Alles wat je nog niet wist over je hart

 

Reizen doen we graag, maar tijdens een vakantie zijn we al snel geneigd om ons verstand op nul te zetten. Echter, wat luchtig leesvermaak over het hart kan nooit kwaad, vooral als we daarmee onszelf helpen. HartbrugReizen zet daarom een aantal interessante en bruikbare weetjes over het hart en hartpatiënten op een rij.

 

Hartpatiënten kunnen drukke snelwegen beter vermijden. Daarnaast is het aan te raden om jong te trouwen en kan een goed gebit van levensbelang zijn. Waarom? Omdat mensen die een hartaanval hebben overleefd en/of aan hart- en vaatziekten lijden en aan een drukke snelweg wonen een groter risico hebben om vroeg te sterven. Volgens onderzoekers komt dit mogelijk door een combinatie van luchtvervuiling, het bij een snelweg horende lawaai en de daardoor ontstane stress.

 

Mensen die minder dan 100 meter van een snelweg vandaan wonen, hebben 27% meer risico om binnen tien jaar te sterven. Diegenen die tussen de 100 en 199 meter van een snelweg wonen, hebben een verhoogd risico van negentien procent. Bij personen die tussen de 200 tot 999 meter van een snelweg vandaan wonen, bedraagt dit risico 13%.

 

Van slechte mondhygiëne tot jong trouwen

Maar gelukkig is er nog genoeg waar wij zelf iets aan kunnen doen. Zo wordt slechte mondhygiëne vaak in verband gebracht met hart- en vaatziekten. Het is daarom erg belangrijk om het gebit twee keer per dag grondig te reinigen. Ontstoken tandvlees kan herkend worden als het bijvoorbeeld bloedt tijdens het tandenpoetsen of als het tandvlees is teruggetrokken.
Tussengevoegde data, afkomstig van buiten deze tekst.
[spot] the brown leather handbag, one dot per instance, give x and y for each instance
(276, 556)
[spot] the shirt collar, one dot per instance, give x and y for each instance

Ga op tijd naar de tandarts, zeker als je vermoedt dat je gaatjes hebt en laat tandsteen regelmatig verwijderen.

 

Met een goed gebit kom je ook sneller aan de man/vrouw. Bijkomend voordeel is dat hartpatiënten alleen maar meer baat hebben bij een levenspartner aan hun zijde. Uit onderzoek blijkt dat trouwen op jonge leeftijd de nodige voordelen met zich meebrengt. Getrouwde mensen hebben drie keer een grotere kans om een openhartoperatie te overleven in vergelijking met alleenstaanden onder ons. Daarnaast is hun kijk op het leven vaak aanzienlijk positiever en zijn zij beter in staat om te dealen met pijn, ongemakken en zorgen.

 

Maar er is meer…

Over het hart zijn tal van weetjes en feitjes te achterhalen en bij bovenstaande drie blijft het bij lange na niet. Zie de wetenswaardigheden hiernaast.

 

Andere interessante wetenswaardigheden zijn:

  • De langste hartstilstand duurde vier uur. Dit overkwam de Noor Jan Egil Refsdahl op 7 december 1987. Hij viel overboord bij Bergen in Noorwegen. Zijn lichaamstemperatuur zakte tot
    24 graden. Hij herstelde volledig nadat hij aan een hart-longmachine was gekoppeld.
  • Een gezondheidscheck voor een duik in koud water, is een must. Dit omdat koud water een enorme activatie van het stressgedeelte in het zenuwstelstel geeft. Hierdoor komt er veel adrenaline vrij. Ook met erfelijke belasting zoals de kansen op een hartinfarct, moet rekening gehouden worden.
  • In de vierde en zesde week van de bevruchting begint in de foetus al een miniscuul hartje te kloppen. Dit hartje heeft de grootte van een speldenkop.
  • Het hart ligt niet achter de linkerborst wat velen van ons denken, maar achter het middenrif.
  • Het hart van een volwassen persoon weegt tussen de 250 en 300 gram.
  • Het hart slaat in rust 100.000 keer per dag. Dat is 35 miljoen keer per jaar en 2,5 miljard keer in een mensenleven.
  • De snelheid van de slagen wordt bepaald door je hersenen en wordt beïnvloed door je gevoel.
  • Het hart verschilt in slagen, afhankelijk van de leeftijd. Bij volwassenen betreft dit tussen de 60 en 70 slagen per minuut, terwijl kinderen en jongeren 80 tot 100 slagen per minuut nodig hebben. Bij pasgeborenen is een hartslag van 120 normaal.
  • Het volwassen lichaam bevat 4 tot 6 liter bloed.
  • Het hart heeft een minuut nodig om het bloed door het hele lichaam te pompen.
  • Per dag pompt het hart tussen de achtduizend en negenduizend liter bloed rond.
  • Per minuut is dat zo’n zes liter.
  • Het hart pompt in rust zoveel bloed rond dat daarmee met gemak een tankwagen van 7000 liter kan worden gevuld.
  • Het bloed gaat met elf kilometer per uur door ons lichaam.
  • Het hart pompt het bloed in het bloedvatenstelsel rond, welke een gezamenlijke lengte van zo’n 97.000 kilometer heeft. Oftewel: tweemaal de wereld rond.
  • Het enige lichaamsdeel dat nooit rust, is het hart.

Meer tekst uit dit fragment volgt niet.